In the present study, a method is explored for imposing turbulent fluxes across arbitrary topographic surfaces, taking full account of the complex geometry of the terrain. The emphasis is on the fluxes of momentum (i.e., the stresses), since the tensor nature of this flux makes the associated boundary conditions more difficult to impose. A series of experiments is carried out comparing simulations using the full implementation of the surface stress condition to companion runs using the conventional assumption of flat-boundary fluxes. As a test case, we consider flow past Mt.~Ngauruhoe in New Zealand, for a series of eight, essentially randomly-chosen days in 2012. It is shown that for a typical (median) day, the imposition of the full stress condition results in a roughly 10% change in the average disturbance winds over the terrain, as compared to the flat-boundary version of the model, with extreme days producing differences as high as 30%.
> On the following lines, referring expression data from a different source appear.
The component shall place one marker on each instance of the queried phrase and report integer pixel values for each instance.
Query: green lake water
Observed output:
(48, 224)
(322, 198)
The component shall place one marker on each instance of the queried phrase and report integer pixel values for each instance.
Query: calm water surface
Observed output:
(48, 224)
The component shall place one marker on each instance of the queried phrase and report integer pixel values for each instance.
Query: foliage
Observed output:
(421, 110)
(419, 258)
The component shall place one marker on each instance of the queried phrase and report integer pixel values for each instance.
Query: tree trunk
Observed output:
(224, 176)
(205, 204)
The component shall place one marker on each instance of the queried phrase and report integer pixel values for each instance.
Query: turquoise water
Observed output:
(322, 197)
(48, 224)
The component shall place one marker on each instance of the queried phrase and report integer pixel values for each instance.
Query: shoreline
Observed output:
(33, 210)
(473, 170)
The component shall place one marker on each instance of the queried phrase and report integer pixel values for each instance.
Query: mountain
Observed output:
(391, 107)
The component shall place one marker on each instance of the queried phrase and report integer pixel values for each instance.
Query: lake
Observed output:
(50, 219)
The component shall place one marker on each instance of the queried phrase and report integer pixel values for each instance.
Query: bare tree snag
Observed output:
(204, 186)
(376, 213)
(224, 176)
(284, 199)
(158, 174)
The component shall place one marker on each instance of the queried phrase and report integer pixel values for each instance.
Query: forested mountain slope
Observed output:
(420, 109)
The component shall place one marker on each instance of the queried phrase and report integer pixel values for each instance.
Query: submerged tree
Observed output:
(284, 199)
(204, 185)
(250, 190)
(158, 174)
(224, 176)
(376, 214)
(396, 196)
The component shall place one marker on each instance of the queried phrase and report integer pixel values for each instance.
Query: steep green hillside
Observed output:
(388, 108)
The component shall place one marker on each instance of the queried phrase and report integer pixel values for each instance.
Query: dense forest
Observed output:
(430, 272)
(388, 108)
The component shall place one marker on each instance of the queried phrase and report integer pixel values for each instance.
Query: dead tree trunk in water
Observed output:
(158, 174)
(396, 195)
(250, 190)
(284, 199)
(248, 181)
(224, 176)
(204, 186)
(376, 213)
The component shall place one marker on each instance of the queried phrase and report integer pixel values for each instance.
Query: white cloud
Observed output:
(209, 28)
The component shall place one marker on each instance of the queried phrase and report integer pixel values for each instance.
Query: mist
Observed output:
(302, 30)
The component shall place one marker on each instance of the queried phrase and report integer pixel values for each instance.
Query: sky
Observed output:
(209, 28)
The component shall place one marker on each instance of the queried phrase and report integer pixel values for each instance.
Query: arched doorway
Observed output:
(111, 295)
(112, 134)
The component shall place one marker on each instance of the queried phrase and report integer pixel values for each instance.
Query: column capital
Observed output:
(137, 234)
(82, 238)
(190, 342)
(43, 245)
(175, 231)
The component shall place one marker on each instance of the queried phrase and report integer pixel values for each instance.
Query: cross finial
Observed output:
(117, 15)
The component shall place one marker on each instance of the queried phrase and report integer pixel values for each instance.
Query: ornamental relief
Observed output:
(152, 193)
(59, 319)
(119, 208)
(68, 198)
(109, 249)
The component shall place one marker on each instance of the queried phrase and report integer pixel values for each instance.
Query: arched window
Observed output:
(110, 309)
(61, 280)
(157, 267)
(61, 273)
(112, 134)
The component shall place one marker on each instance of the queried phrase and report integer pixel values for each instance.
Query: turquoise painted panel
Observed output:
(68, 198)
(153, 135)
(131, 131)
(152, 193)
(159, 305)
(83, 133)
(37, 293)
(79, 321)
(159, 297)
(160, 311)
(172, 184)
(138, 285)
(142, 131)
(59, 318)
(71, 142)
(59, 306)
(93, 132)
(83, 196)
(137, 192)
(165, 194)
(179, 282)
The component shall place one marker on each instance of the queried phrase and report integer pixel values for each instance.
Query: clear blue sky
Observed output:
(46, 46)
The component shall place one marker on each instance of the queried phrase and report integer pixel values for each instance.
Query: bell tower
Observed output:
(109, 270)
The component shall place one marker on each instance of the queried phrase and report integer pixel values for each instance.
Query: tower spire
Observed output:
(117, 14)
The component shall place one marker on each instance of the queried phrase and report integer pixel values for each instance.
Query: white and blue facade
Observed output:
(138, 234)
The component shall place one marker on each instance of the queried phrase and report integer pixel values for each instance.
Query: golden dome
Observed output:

Further experiments show that the impact of the new stress implementation is surprisingly sensitive to the model's representation of the terrain, as affected by grid resolution and terrain smoothing. Switching from second-order to fourth-order smoothing of the terrain is shown to have a relatively strong impact, increasing the difference between the full-stress and flat-boundary versions of the model runs by nearly a factor of two in some cases. Experiments with varying grid resolution show that the full stress implementation is likely warranted only for relatively high-resolution modeling, with grid spacings of a few hundred meters or less. At lower resolutions, the complexity of the terrain is sufficiently reduced that the flat-boundary assumption for the fluxes becomes more applicable. Characterizing the results in terms of their dependence on the terrain geometry suggests that the effects of the stress condition vary mainly with the slope of the terrain, as opposed to the curvature.
It is noted that the implementation of the full, tensor stress condition at the boundary involves a global, sparse-matrix inversion, which could potentially cause problems for highly-parallelized models, such as WRF. The potential for a local approximation to the condition is considered, as implied by the dependence on the slope and curvature of the terrain.